Method 3: Shapiro-Wilk
shapiro.test(Differences)
##
## Shapiro-Wilk normality test
##
## data: Differences
## W = 0.87495, p-value = 0.0008963
print("The value of p < 0.05 (0.0008963), so the data is not normal")
## [1] "The value of p < 0.05 (0.0008963), so the data is not normal"
print("Based on Reports we will use the Wilcoxon Sign Rank")
## [1] "Based on Reports we will use the Wilcoxon Sign Rank"
Interpretation: After conducting all three normality tests, it is
clear we must use a Wilcoxon Sign Rank.
Conduct Inferential Test (Wilcoxon Sign Rank)
wilcox.test(Stress_Pre, Stress_Post, paired = TRUE)
##
## Wilcoxon signed rank exact test
##
## data: Stress_Pre and Stress_Post
## V = 620, p-value = 2.503e-09
## alternative hypothesis: true location shift is not equal to 0
print("As the value of p < 0.05 (p = 0.000000002503), this means the results were SIGNIFICANT.")
## [1] "As the value of p < 0.05 (p = 0.000000002503), this means the results were SIGNIFICANT."

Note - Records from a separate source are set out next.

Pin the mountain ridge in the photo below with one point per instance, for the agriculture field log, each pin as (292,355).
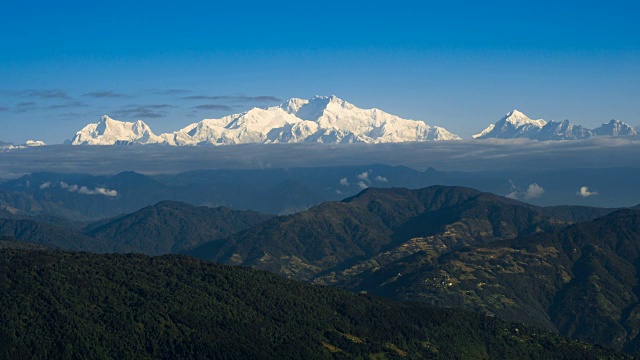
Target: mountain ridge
(515,125)
(322,119)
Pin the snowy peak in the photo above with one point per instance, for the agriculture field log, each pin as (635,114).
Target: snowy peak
(108,131)
(517,125)
(321,119)
(563,130)
(513,125)
(615,128)
(518,119)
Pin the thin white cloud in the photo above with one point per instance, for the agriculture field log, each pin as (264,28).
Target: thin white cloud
(584,192)
(86,191)
(512,195)
(97,191)
(533,191)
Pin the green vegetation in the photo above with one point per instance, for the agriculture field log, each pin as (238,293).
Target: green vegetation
(80,305)
(581,281)
(166,227)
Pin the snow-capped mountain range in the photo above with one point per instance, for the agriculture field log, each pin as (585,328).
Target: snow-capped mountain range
(516,125)
(322,119)
(328,119)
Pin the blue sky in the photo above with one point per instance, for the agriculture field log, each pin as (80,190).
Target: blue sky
(458,64)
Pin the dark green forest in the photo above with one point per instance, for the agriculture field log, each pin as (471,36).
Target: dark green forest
(79,305)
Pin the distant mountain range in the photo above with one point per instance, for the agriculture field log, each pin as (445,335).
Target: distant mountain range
(328,119)
(322,119)
(566,269)
(516,125)
(80,305)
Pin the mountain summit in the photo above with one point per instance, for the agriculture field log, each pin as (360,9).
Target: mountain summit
(108,131)
(513,125)
(517,125)
(322,119)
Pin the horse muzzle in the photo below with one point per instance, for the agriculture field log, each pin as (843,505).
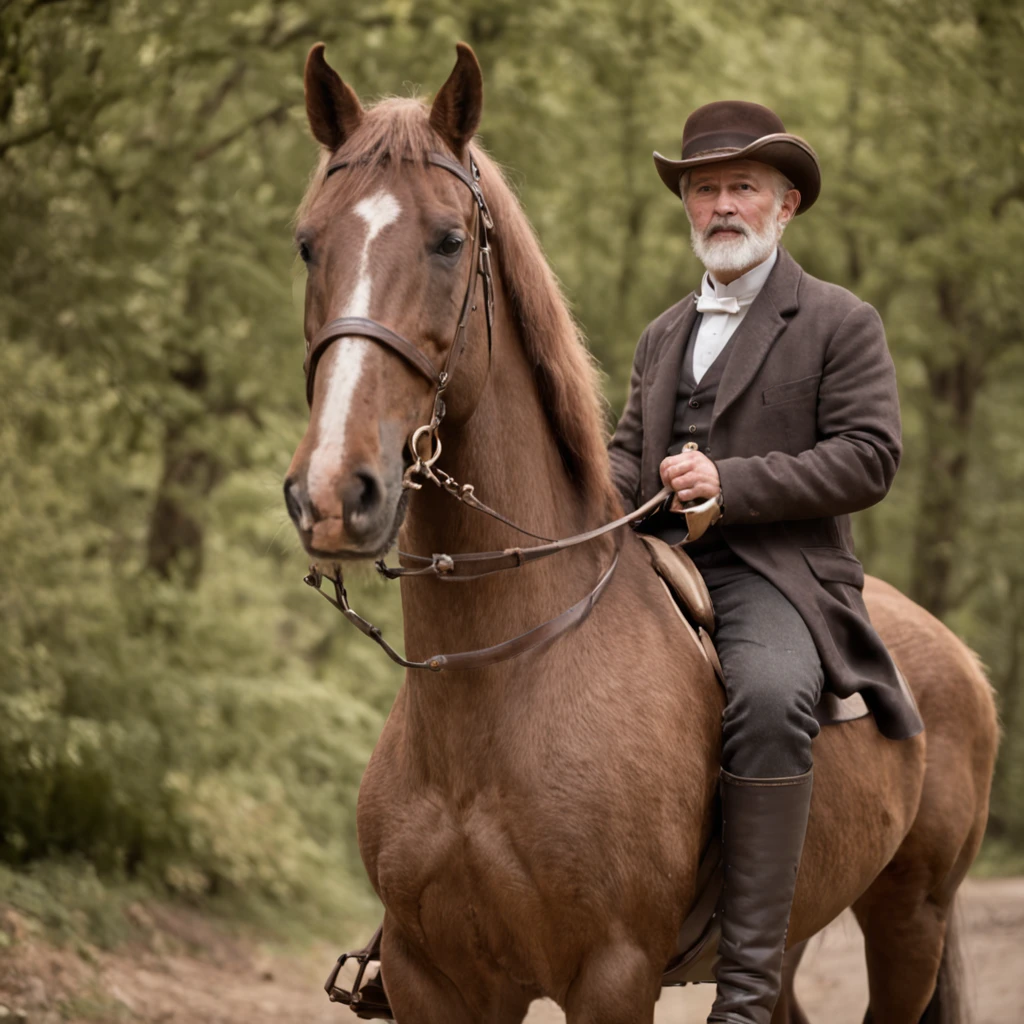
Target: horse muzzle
(365,525)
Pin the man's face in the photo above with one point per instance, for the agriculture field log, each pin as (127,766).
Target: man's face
(736,215)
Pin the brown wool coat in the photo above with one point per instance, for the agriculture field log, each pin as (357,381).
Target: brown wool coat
(805,430)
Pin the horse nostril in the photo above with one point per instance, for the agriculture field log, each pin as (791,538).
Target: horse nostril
(298,505)
(363,500)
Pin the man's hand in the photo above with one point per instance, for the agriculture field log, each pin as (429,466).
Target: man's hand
(691,474)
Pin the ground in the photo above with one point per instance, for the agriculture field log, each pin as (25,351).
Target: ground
(189,970)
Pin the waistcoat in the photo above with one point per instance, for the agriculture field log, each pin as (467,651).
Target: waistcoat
(694,403)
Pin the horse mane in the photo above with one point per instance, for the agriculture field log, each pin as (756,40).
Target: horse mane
(567,377)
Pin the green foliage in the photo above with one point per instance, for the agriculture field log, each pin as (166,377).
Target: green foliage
(174,705)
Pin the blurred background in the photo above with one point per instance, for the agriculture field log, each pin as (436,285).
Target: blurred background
(177,712)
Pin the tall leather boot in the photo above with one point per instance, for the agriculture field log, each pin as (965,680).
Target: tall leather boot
(764,822)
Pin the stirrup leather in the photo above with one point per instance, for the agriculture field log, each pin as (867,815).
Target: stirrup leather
(368,999)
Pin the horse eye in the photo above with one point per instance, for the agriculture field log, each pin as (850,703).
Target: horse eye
(450,246)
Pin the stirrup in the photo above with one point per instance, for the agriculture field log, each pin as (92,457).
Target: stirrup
(368,999)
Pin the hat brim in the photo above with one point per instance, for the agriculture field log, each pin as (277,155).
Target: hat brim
(787,154)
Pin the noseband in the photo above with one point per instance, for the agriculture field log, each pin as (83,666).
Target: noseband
(443,566)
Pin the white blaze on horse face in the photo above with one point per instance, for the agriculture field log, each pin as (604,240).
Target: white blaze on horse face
(346,367)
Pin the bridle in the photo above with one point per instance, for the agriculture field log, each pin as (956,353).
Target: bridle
(443,566)
(344,327)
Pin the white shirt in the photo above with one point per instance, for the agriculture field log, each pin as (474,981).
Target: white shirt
(717,328)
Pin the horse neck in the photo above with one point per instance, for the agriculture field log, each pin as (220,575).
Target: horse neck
(508,452)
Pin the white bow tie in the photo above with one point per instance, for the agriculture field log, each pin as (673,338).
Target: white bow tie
(711,304)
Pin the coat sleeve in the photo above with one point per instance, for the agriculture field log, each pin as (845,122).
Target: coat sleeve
(855,459)
(626,446)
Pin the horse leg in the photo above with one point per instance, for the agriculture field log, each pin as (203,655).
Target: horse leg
(420,993)
(904,938)
(787,1010)
(615,985)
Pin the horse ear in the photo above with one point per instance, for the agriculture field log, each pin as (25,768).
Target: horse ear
(333,109)
(456,114)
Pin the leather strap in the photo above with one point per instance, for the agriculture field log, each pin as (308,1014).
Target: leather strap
(360,327)
(443,565)
(540,636)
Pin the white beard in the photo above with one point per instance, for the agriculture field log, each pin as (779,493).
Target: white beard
(729,256)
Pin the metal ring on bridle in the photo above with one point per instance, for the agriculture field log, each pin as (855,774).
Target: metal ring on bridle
(414,444)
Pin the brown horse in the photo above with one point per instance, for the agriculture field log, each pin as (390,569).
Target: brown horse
(534,827)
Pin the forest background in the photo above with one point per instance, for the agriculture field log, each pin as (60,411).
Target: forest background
(176,710)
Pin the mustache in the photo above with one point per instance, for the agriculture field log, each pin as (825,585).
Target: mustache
(725,224)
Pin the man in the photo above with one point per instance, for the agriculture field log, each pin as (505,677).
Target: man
(774,393)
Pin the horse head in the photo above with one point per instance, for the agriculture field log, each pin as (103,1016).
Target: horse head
(390,238)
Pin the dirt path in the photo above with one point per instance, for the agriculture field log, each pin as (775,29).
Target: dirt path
(226,981)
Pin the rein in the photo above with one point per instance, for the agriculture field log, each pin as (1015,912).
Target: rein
(442,566)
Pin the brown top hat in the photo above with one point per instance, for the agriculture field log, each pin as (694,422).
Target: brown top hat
(732,129)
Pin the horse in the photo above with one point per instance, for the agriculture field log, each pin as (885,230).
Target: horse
(534,824)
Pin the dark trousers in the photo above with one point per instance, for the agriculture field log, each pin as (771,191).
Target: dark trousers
(773,675)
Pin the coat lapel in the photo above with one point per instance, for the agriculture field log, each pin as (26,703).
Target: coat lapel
(659,401)
(765,322)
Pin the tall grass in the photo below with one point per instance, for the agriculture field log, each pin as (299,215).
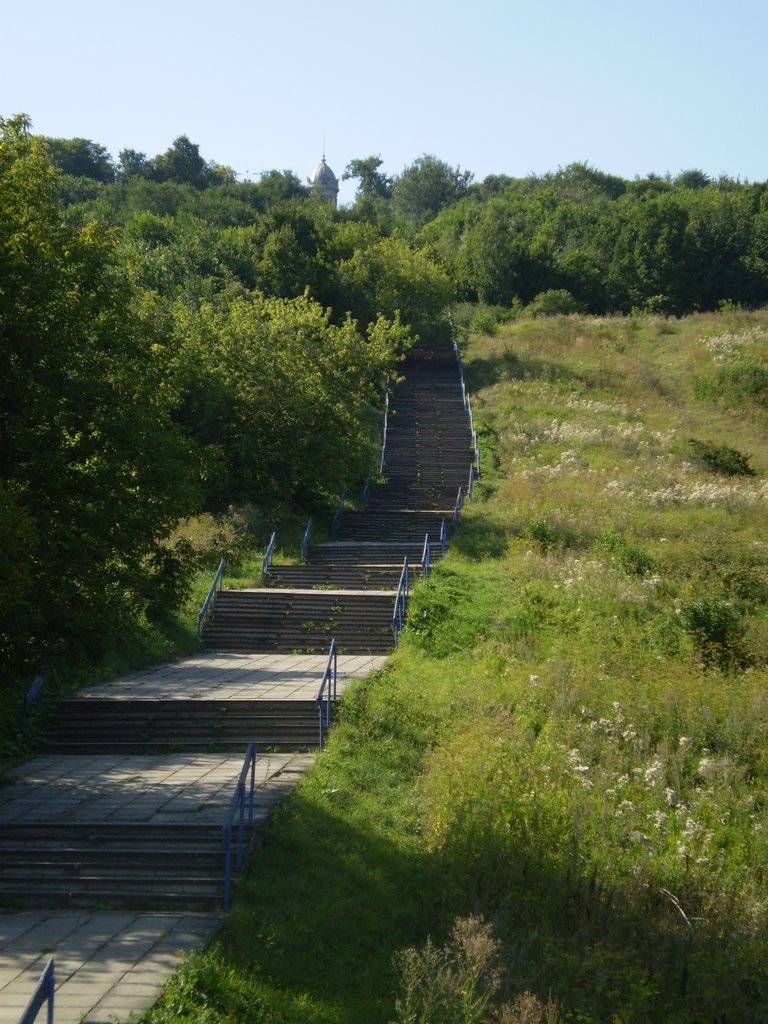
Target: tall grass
(570,742)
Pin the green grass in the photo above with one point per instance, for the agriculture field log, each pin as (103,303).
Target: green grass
(570,742)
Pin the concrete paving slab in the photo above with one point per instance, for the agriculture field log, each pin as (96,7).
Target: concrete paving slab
(235,677)
(113,964)
(123,961)
(148,793)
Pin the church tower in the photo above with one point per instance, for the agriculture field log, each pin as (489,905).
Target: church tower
(325,181)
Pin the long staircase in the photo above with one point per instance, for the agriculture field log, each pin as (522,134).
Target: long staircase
(345,591)
(160,857)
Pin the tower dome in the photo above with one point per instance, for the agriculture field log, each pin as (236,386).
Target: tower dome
(325,181)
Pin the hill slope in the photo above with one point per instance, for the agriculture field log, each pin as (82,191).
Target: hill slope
(570,741)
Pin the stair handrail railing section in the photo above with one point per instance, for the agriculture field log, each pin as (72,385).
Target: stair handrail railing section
(471,418)
(338,512)
(400,601)
(384,431)
(426,559)
(210,602)
(304,554)
(242,797)
(327,692)
(458,507)
(266,561)
(32,697)
(460,365)
(44,992)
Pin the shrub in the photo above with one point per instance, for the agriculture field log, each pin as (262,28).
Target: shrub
(631,558)
(721,459)
(555,302)
(457,983)
(717,630)
(539,529)
(734,384)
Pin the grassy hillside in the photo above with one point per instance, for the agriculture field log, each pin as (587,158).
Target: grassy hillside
(561,776)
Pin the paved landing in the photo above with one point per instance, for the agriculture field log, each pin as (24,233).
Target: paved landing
(108,965)
(232,677)
(153,790)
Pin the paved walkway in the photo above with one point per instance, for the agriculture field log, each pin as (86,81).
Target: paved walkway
(110,965)
(152,790)
(232,677)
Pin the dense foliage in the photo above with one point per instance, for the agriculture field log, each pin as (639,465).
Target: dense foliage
(173,343)
(551,805)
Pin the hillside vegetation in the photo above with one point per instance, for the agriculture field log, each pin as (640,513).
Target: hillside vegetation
(188,360)
(551,805)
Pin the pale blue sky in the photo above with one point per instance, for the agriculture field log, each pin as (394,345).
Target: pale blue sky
(496,87)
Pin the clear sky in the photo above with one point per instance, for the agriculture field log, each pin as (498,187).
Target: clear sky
(494,86)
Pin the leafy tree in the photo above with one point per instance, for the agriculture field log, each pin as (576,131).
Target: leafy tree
(274,393)
(373,184)
(81,159)
(691,179)
(427,186)
(390,278)
(181,163)
(91,465)
(133,165)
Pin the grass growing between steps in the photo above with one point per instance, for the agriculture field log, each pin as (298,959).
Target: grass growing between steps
(570,743)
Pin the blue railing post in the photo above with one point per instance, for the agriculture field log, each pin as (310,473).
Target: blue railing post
(238,804)
(44,992)
(400,602)
(32,697)
(458,507)
(210,601)
(327,690)
(305,543)
(338,512)
(384,432)
(266,561)
(426,559)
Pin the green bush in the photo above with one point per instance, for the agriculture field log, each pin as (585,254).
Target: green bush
(631,558)
(555,302)
(721,459)
(734,384)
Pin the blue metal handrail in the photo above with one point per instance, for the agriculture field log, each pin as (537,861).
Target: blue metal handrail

Calculate the Effect Size (Rank Biserial Correlation for
Mann-Whitney U)
df_long <- data.frame(
id = rep(1:length(Stress_Pre), 2),
time = rep(c("Pre", "Post"), each = length(Stress_Pre)),
stress = c(Stress_Pre, Stress_Post)
)
effect_size_result <- wilcox_effsize(df_long, stress ~ time, paired = TRUE)
print(effect_size_result)
## # A tibble: 1 × 7
## .y. group1 group2 effsize n1 n2 magnitude
## * <chr> <chr> <chr> <dbl> <int> <int> <ord>
## 1 stress Post Pre 0.844 35 35 large
print("As the size of the effect is (0.84), this means the effect is 'Very Large'.")
## [1] "As the size of the effect is (0.84), this means the effect is 'Very Large'."
Report the Results
cat("There was a significant difference in the stress between Pre-Stress Group (Mdn = 47.24) and Post-Stress (Mdn = 40.84), V = 620, p = .000000002503 The effect size was very large (r₍rb₎ = .84).")
## There was a significant difference in the stress between Pre-Stress Group (Mdn = 47.24) and Post-Stress (Mdn = 40.84), V = 620, p = .000000002503 The effect size was very large (r₍rb₎ = .84).